La démocratie, de Périclès à Bouteflika
Par El-Hadi – Il faut, peut-être, une certaine inconscience pour écrire sur la démocratie. Le facteur qui devrait décourager toute tentative est, bien sûr, l’extraordinaire profusion de la littérature qui lui est consacrée. Il y a vingt-cinq siècles, elle se trouvait déjà au cœur des discussions politiques dans le monde grec. Elle l’est encore de nos jours, et même bien davantage.
Les lendemains du totalitarisme ont relancé la question éthique, favorisant une réactualisation de l’idée démocratique ; et, comme la plupart des régimes contemporains se réclament de ce mode de gouvernement, elle est devenue indissociable d’une réflexion sur l’action politique.

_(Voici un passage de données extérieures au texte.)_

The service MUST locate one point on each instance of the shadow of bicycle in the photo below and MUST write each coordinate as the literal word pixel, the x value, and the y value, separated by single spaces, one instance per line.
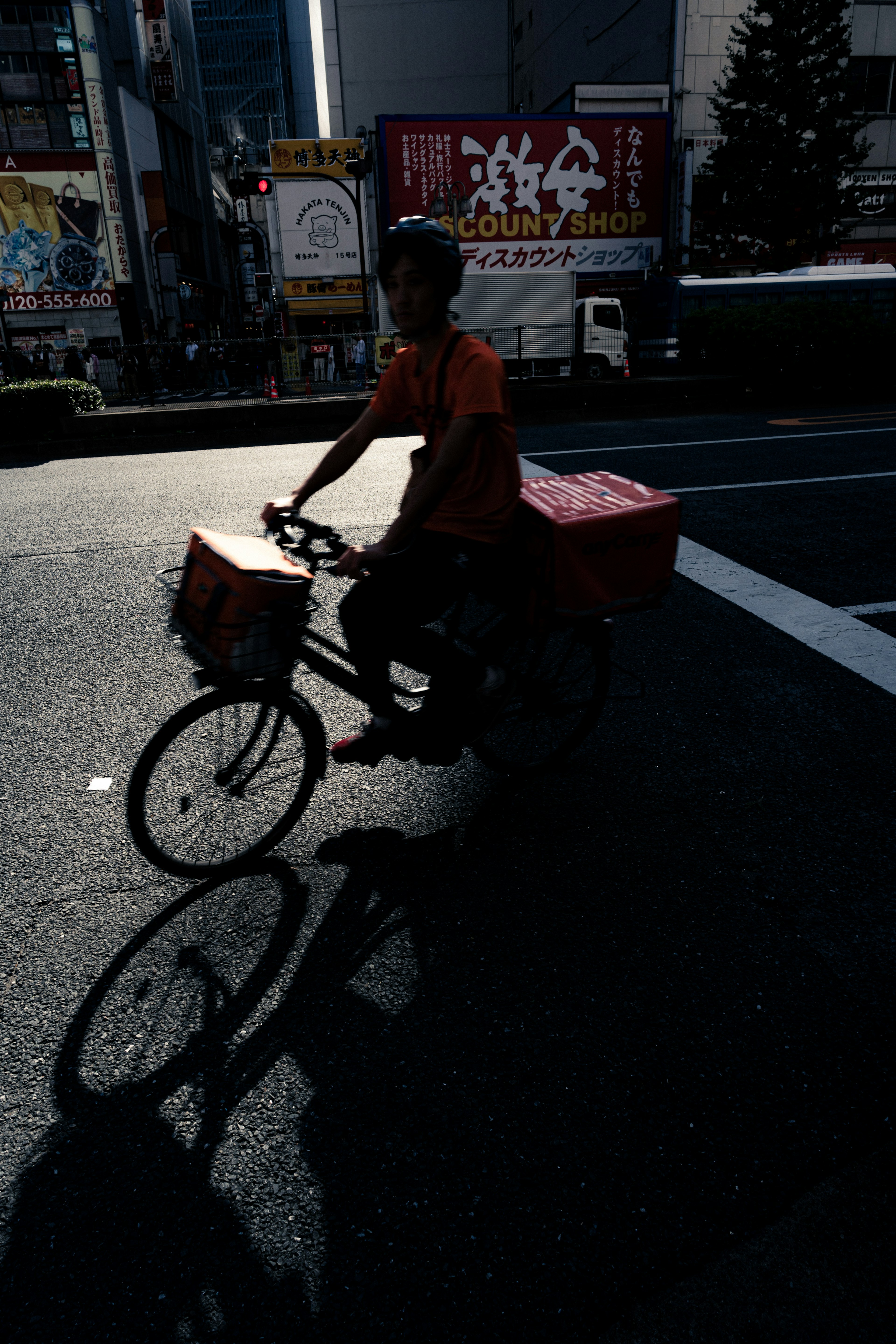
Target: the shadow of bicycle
pixel 171 1199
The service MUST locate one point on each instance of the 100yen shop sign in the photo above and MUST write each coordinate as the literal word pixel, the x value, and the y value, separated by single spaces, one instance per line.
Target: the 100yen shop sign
pixel 550 193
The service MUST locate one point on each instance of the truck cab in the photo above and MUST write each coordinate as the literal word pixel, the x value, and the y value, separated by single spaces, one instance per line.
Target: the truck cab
pixel 601 339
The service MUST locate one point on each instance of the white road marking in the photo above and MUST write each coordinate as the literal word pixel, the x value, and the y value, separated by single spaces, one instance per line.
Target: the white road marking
pixel 704 443
pixel 870 609
pixel 802 480
pixel 831 631
pixel 530 470
pixel 827 630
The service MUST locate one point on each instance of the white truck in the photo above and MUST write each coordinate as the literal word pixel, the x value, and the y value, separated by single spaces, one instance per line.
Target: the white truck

Profusion mais aussi confusion – celle qui résulte immanquablement de la diversité des discours tenus dans des contextes non comparables, avec des préoccupations peu compatibles.
Déjà, le magnifique éloge de la démocratie prononcé par Périclès, au début de la guerre du Péloponnèse, n’avait pas le même statut que les considérations philosophiques d’un Platon. Il en va de même aujourd’hui.
Le mot démocratie appartient, en effet, à divers univers de langage. Et d’abord, à celui de la vie politique quotidienne. L’usage constant qui en est fait révèle sans aucun doute la volonté d’affirmer des convictions : mais il s’inscrit aussi dans des luttes tactiques. Là où la référence démocratique fait l’objet d’un consensus à peu près unanime, il est habile, en effet, d’en faire un argument de combat pour embarrasser un rival, légitimer un programme de réformes, contester les méthodes du gouvernement en place.
En outre, l’époque n’est pas si éloignée où la revendication de «démocratie réelle» signifiait rien moins que l’attente d’une révolution sociale. Parallèlement, la démocratie est érigée en concept théorique par l’analyse savante : celle des philosophes, celle aussi des juristes, des sociologues ou des politistes.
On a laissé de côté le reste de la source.